Кира никогда не была за Атласными горами, не просыпалась в палатке под пустынным небом, красным, как кровь.

Барака всегда была ей чужой, особенно после прохладной Англии.

Здесь Кира чувствовала себя одним из сухих деревьев, которые каким-то чудом уцелели на обезвоженной почве.

Все три дня, которые девушка провела в палатке, были странными и непонятными. Никто с ней не разговаривал. Она видела только женщин, а мужчины из лагеря к ним не приближались — они стояли на своих наблюдательных пунктах, хотя никто из них вроде бы не был вооружен. Женщины казались смущенными.

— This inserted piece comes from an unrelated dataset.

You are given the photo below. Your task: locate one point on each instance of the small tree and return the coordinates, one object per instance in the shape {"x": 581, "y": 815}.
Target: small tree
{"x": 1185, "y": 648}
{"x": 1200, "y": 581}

Их темные глаза дружелюбно поблескивали под покрывалами, но они не разговаривали.

Кира несколько раз попыталась завязать беседу, но натыкалась на молчание.

Такое поведение говорило о многом. Однако Кире не было страшно. Только одиноко. Фантазия действительно оказалась фантазией. И даже Кален Нури не смог уберечь ее.

«Не думай об этом», — велела себе девушка. Слишком поздно для сожалений.

Внезапно полог палатки отдернули, и высокий, худой, бородатый человек вошел внутрь.

Кира поднялась. Это был ее отец.

— Отец.

Он ничего не ответил, его лицо было похоже на маску.

Кира сделала один шаг и внезапно поняла, что не знает, как себя вести. За эти годы они стали совсем чужими.

— Ты болел?

— Что ты сделала с нами? — спросил он резко, словно не слышал ее вопроса. — Неужели у тебя совсем нет стыда?

Его ярость не стала для нее неожиданностью.

— Извини.

— Извинения не вернут твою честь и не очистят мое имя.

Кира склонила голову.

— У любого поступка есть последствия, дочь.

— Меня накажут?

— Да.

— Что ты собираешься сделать?

— Это будет решать Ахмед Абизхаид.

Кира уставилась на отца, потеряв дар речи.

— Ты опозорила и его тоже.

— Отец, не позволяй ему решать…

— Я больше не намерен быть милосердным.

— Но ты же мой отец. Ты любил меня с рождения.

— Я любил тебя и до рождения. Любил уже тогда, когда ты была еще крошечным семенем жизни. Но мы в Бараке, и твой нареченный обладает большой властью. Он не тот, кого можно задобрить. Я провел три ночи в молитвах. Я просил Бога наставить меня…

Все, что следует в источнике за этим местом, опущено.